Torno da via della Torre, in visita all’anziana genitrice, e more solito mi trovo imbottigliato al semaforo del ponte del Duomo, congestionato da lavori di biblica durata. Di solito mi fisso su lavori di ingegneria nasale del conducente della vettura che mi affianca, ma stamani, le meccaniche celesti hanno voluto che il mio sguardo corresse altrove. In alto a destra per la precisione…e ciò che ho visto mi ha provocato una stretta al cuore. La forza dell’abitudine vedendo Cecco chiuso: “ma che è lunedì?”. Poi mi rinvengo, come si dice a Pescia, e realizzo che per quel posto magico, sono tanti anni che è sempre lunedì.

Ho avuto un moto di irrefrenabile malinconia. Confesso, ho fatto l’Università in quel luogo dell’anima, più fortunato dei miei genitori, che la frequentarono invece nell’altrettanto pesciatino Ateneo della Del Magro.

Fu una gloria cittadina, una vera istituzione. La vetrina che occhieggia come un orbita ormai vuota, mi appare come una lacerazione nel tessuto gastro-culturale della città, come una deiezione su una candida tovaglia di Fiandra.

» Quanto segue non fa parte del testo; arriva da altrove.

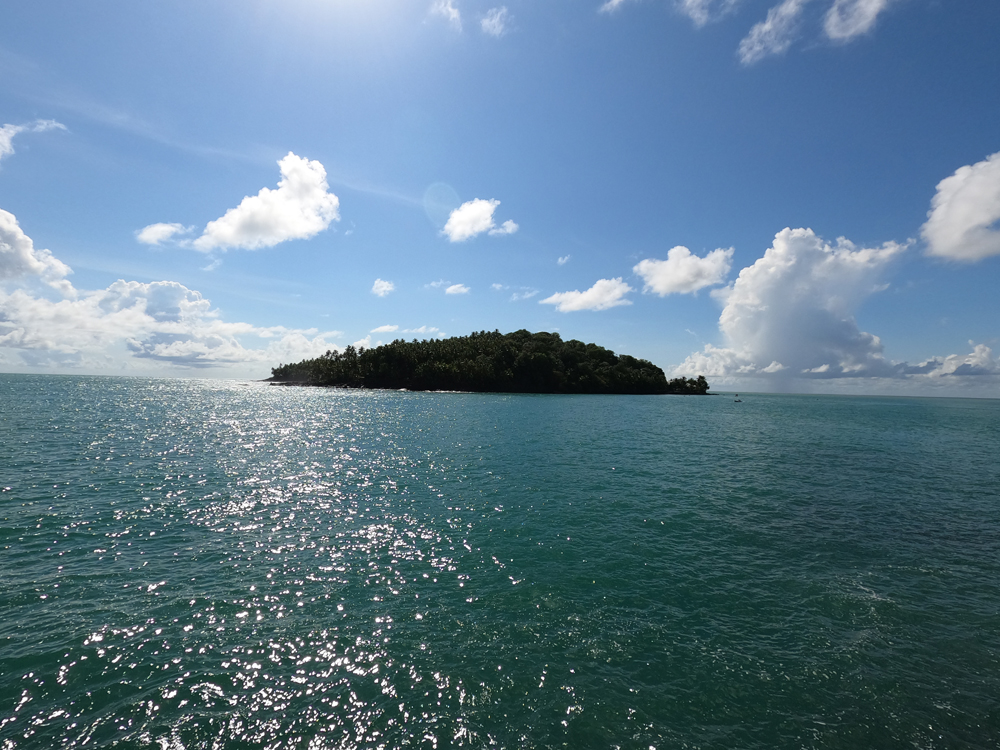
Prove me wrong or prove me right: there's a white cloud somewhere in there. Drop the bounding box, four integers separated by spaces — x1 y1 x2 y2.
920 152 1000 262
481 5 510 38
400 326 444 338
441 198 518 242
823 0 891 42
0 209 73 296
192 151 340 252
0 120 66 165
679 229 906 377
135 223 191 245
431 0 462 31
677 0 740 26
0 210 339 372
351 334 382 349
490 219 520 234
538 277 634 312
632 245 733 297
737 0 809 65
598 0 625 13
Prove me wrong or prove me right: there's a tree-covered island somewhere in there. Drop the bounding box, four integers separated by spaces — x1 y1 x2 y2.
268 330 708 395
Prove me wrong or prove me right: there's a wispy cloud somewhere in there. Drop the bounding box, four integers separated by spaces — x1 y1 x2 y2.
539 277 634 312
737 0 810 65
480 5 510 39
135 223 194 245
823 0 891 42
431 0 462 31
0 210 340 368
0 120 66 166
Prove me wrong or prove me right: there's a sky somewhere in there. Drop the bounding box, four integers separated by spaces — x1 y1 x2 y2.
0 0 1000 397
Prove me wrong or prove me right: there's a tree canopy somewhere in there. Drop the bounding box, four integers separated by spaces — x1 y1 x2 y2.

Non è esistita ricorrenza che non abbia visto i miei concittadini “passare la piazza” come sentenziato dal Sainale, in virtù della favorevole prospettiva, essendo Lui selvaggina stanziale presso il dirimpettaio Bar Pult.

Non c’è stato turista in cerca di asilo che non sia stato colà orgogliosamente indirizzato, non c’è stata Epifania pubblica o privata che non abbia in quei locali trovato apoteosi e compimento. “Hai la tessera numero uno”, mi circuiva Cecchino, che parsimonioso per vocazione, teneva il conto degli accessi.

Godevo a mangiare da Cecco, il menù ripetitivo, “battuto quotidianamente a macchina”, ben si adattava alla mia riluttanza al cambiamento, cosa che però non mi impediva di sfottere Lui e Dino: “è un ciclostilato, cambiate solo la data“. I piatti, perfetti nella loro semplicità, amavo consumarli al rango del Centini, il Maestro per le acclarate doti di scultore… . Costui in tempi di bonaccia, lunatico come tutti gli artisti, era talora intrattabile ed in questi casi, dava tutti inopinatamente del Lei. Una volta mentre aspettavo, mi misi a leggere ostentatamente il giornale. Come una furia me lo strappò di mano: “Guardi che in tempo di guerra sono stato quindici giorni senza mangiare. Lei può attendere quindici minuti“.

Diventai amico di tutti, Asmara che mi buttò sul tavolo una sportata di gusci di piselli, per una mia provocatoria insinuazione circa l’uso di prodotti surgelati. E poi Ruffo, Marco, Franco, Mariano, il Magnani, chef dei primi piatti, e Adelmo, chef a tutto campo.

Una mattina, con fare cospiratorio, ricevetti una telefonata: “Angiolino ha fatto le bracioline ripiene“, che raramente comparivano sul menù, rubricate come “valigette di manzo”. Fu una sorta di rito iniziatico, ed orgoglioso per la convocazione cominciai sempre più spesso a mangiare con il personale. Consequenziale il passo successivo: venni cooptato alle cene del lunedì, a ristorante chiuso, tanto elitarie da richiedere per l’ingresso quasi una parola di passo. Furono simposi ambiti, che a seguito di passaparola, riunirono intorno allo stesso tavolo un campionario di variegata umanità, con categorie sovente inconciliabili, ma unite da portate fuori menù come le polpettine nel sugo, fritto vegetale, timballo di maccheroni.

Durante un incipit costituito da Pecorino del Pastore e Trionfo di Pinzimonio, memorabile fu la frase con cui Acquanera apostrofò l’Avvocato Baldaccini, intento a smembrare un’intera cesta di finocchi, onde coglierne le parti più tenere ed intingerle nell’olio verdolino. “Bada Capo, che i grumolini ci piaciano anche a noi“. Fu un atto rivoluzionario, che ribaltò le gerarchie accademiche e sociali, tanto che a me si affacciò alla mente la consapevole e virile immagine di “Quarto Stato”, celebre dipinto di Pellizza da Volpedo. (I due protagonisti di quel memorabile siparietto ci hanno lasciato, ma ritengo di non far loro torto narrando questo gustoso episodio conviviale).

Sale la nostalgia, mi manca quel posto, mi mancano quelle persone, come mi mancano quei piatti, che scandivano le stagioni. L’estate con il minestrone di riso semifreddo, vitel tonné e parmigiana di melanzane; l’inverno con cannelloni e pollo al mattone; la primavera con cima alla genovese, ossobuco e tagliolini ai piselli; l’autunno con insalata di porcini e spaghetti agli ovoli.